At an employer's automotive component manufacturing facility, manufacturing operations make extensive use of robots located within fenced cages. At one location, suspension parts are transferred by rotating tables from station to station while greasing and other operations are performed on the parts by robots. If necessary, employees can gain access to the robots by entering the cages through electrically interlocked gates. When the gates are opened, the multiple energy sources that power the robots, rotating tables, and related machinery are turned off but are not deenergized or locked out.
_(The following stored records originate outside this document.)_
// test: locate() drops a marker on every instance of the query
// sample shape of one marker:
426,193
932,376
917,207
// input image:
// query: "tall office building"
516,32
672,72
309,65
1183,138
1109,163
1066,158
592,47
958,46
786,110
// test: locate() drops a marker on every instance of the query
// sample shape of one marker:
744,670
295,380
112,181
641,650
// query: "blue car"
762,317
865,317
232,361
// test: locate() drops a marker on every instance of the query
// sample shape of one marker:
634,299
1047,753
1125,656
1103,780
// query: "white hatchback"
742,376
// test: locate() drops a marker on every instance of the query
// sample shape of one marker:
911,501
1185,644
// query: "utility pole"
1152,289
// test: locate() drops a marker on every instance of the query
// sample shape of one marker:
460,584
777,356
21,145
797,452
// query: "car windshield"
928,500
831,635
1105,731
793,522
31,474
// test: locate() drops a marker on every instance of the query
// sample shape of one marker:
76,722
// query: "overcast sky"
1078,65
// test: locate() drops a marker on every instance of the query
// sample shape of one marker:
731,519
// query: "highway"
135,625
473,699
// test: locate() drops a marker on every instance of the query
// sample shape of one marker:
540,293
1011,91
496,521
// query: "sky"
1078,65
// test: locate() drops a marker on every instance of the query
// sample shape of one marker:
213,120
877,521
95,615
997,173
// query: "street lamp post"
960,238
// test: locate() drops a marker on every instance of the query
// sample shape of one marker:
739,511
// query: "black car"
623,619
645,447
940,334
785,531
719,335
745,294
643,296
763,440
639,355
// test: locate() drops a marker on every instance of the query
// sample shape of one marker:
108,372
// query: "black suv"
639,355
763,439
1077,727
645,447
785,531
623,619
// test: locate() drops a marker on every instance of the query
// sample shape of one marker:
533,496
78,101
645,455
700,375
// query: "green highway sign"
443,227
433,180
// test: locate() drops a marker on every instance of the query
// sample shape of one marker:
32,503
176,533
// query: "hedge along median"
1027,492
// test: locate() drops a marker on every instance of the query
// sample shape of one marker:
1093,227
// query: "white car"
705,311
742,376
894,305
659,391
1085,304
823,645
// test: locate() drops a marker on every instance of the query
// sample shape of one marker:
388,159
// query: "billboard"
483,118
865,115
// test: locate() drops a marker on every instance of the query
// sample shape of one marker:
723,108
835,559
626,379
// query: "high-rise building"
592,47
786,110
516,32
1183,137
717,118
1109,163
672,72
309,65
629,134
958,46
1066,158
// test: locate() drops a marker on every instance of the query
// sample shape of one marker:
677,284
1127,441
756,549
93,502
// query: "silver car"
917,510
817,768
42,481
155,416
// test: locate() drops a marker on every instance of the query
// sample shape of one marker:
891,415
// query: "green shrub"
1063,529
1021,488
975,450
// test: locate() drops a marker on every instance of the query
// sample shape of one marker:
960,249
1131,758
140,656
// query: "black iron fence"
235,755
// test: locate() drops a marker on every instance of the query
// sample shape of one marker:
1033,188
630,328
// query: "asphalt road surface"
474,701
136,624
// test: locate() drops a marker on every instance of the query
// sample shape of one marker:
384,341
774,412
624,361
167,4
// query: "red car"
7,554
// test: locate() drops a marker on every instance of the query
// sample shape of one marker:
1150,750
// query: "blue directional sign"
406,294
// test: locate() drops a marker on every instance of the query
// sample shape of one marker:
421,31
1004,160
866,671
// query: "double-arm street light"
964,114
An employee who is inside a cage when a robot is activated could be struck by the robot arm or other machine parts and seriously injured.
An injury occurred when an employee, consistent with the employer's practices, entered the robot cage without deenergizing or locking out any equipment. The employee was attempting to unjam a robot arm. In freeing the arm, the employee tripped an electric eye, causing the robot arm to cycle. The employee's arm was struck by the robot and injected with grease. The employer contends that Lockout Procedures were not necessary because once the gate is opened, movement of the robot arm is impossible, and a Maintenance worker inside the cage would have ample warning - by the closing of the interlocked gate - before the machinery started up, to avoid injury. According to the employer, once the interlocked gate is opened, it must first be closed and a number of buttons must be pushed before any machine movement can occur. The startup procedure would take some time and the person inside the robot area would be aware of the closing of the gate and the presence of another worker at the nearby control panel.
Does the unjamming operation take place during normal production operations?
Would the minor Servicing exception apply to this situation?
Was the activity performed by the employee covered by the Lockout/Tagout standard?
In this situation, would the interlocked gate alone satisfy the employer's Lockout/Tagout obligations?
The employer contends that deenergizing and locking out a robot wipes out the robot's memory and requires time-consuming reprogramming. Based on this alone, could the employer claim that shutting down the robot was impractical and thus, claim that the unjamming task was exempted?